In terms of what forms malware is taking, F-Secure says that 66% of detections were Trojans (malware masked as something else). F-Secure believes that Google’s increased security prompts, which it introduced with the 4.2 variant (Jelly Bean), should help bring that number down. However, if you look at Google’s most recent stats on distribution, released this week, Android 4.2 is only at 1.6% — meaning that this make take some time to come to pass. (For the record, Gingerbread 2.3.3 and upwards remains the most popular in terms of distribution, at 44%, with Ice Cream Sandwich at number-two with 28%).

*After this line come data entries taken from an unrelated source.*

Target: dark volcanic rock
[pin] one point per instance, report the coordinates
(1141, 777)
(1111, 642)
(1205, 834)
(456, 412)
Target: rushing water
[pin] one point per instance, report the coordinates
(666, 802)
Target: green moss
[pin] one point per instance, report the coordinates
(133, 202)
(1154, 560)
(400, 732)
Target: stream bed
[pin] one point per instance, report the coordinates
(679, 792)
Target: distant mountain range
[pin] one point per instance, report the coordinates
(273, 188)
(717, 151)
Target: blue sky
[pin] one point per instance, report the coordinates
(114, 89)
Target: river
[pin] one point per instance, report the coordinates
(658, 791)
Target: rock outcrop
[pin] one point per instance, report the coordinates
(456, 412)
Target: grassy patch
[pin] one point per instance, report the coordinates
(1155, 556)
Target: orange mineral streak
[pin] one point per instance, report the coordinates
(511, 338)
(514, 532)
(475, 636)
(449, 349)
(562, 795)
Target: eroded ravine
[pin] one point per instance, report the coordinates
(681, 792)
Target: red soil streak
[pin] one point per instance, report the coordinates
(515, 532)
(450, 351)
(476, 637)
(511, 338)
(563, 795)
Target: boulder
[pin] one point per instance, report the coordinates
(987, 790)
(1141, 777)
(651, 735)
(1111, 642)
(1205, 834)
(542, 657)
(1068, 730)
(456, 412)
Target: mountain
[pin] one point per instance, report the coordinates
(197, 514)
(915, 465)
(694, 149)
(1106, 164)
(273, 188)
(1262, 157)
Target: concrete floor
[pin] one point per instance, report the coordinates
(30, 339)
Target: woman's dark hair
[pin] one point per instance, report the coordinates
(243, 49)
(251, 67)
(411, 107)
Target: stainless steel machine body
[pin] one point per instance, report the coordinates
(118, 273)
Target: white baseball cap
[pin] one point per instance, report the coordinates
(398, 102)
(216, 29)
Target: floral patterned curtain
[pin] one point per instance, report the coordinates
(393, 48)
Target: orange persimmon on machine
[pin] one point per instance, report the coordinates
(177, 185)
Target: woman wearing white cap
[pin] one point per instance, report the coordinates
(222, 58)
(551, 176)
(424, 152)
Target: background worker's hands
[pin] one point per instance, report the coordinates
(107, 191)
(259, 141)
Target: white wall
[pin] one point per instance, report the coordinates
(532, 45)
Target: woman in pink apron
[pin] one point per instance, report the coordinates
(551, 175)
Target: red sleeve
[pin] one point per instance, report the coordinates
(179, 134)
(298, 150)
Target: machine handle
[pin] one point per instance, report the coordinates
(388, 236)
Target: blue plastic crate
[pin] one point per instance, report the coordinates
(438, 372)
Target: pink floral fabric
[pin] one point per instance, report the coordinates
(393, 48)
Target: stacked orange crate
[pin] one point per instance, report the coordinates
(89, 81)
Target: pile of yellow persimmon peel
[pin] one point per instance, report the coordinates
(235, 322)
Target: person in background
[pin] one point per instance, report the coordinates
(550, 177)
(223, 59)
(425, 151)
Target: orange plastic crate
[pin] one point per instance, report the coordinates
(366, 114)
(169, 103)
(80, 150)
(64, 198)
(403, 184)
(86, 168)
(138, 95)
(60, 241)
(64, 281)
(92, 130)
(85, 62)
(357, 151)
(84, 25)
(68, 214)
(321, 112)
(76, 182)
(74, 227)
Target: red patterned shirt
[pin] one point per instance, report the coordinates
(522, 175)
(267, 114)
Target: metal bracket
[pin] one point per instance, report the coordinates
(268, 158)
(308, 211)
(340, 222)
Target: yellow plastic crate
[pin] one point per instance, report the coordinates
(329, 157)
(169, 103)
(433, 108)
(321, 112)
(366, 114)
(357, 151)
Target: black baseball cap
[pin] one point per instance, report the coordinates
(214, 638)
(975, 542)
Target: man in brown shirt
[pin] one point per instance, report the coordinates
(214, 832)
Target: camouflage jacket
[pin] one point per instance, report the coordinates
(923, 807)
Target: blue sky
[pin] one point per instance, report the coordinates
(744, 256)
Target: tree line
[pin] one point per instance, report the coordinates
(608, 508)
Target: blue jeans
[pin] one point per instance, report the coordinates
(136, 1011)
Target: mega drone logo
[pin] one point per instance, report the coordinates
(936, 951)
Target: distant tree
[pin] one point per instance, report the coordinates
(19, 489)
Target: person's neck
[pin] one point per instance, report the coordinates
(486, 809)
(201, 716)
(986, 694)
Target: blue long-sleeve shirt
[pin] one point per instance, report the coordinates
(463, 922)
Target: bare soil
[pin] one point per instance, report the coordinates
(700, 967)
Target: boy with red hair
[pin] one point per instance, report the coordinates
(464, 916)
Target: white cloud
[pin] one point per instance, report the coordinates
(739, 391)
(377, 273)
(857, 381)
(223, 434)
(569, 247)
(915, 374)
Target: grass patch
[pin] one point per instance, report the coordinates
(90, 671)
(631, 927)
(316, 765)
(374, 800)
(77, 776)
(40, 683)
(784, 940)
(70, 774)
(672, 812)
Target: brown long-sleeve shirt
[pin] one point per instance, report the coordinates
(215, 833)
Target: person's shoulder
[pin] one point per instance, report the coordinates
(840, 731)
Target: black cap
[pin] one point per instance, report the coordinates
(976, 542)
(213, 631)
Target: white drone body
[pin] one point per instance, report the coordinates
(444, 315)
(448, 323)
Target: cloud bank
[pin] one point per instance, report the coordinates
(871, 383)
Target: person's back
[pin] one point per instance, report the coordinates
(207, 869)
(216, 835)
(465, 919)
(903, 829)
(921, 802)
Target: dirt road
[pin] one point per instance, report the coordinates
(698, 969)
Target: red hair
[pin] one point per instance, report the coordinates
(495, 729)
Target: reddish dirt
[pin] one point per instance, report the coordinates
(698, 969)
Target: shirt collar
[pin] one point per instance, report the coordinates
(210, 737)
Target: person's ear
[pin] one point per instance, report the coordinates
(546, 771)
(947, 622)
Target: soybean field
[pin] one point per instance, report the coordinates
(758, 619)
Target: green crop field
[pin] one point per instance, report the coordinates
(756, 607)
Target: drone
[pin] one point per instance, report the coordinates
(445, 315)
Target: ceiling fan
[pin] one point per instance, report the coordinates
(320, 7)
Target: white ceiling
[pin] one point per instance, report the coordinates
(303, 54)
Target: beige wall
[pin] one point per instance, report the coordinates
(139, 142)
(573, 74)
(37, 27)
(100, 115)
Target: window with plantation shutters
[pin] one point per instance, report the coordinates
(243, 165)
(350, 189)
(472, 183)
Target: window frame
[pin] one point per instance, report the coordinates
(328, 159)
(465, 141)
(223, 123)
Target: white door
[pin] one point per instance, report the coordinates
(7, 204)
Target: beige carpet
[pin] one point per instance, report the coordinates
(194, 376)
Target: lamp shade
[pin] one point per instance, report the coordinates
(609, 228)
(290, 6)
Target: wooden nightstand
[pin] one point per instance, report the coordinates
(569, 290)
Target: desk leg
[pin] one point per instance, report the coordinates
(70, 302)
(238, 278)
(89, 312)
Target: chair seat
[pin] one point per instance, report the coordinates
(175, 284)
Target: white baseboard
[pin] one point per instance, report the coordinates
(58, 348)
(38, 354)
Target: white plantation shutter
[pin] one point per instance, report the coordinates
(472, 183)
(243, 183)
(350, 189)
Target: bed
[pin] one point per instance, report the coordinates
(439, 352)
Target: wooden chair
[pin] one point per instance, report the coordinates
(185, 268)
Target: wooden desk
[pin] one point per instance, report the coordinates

Another major problem continues to be dodgy SMS messages: F-Secure notes some 21 of the 96 Android threat variants come from premium SMS that encourages downloads and sometimes end up as repeat problems by way of subscription services to which users unwittingly become subscribed. Then, users don’t know about this until the charge comes up on their bill — if they bother to scrutinize that bill, that is.
Interestingly, F-Secure also notes that those releasing malware have become more sophisticated in their reasons for infiltrating devices. Specifically, there’s been a significant shift in terms of malware attacks becoming financially motivated over the last several years, with financial gains now well outweighing those attacks that have been made in the past. Why the shift? It may be because malicious hackers were still learning the ropes for how to infiltrate devices back in the day.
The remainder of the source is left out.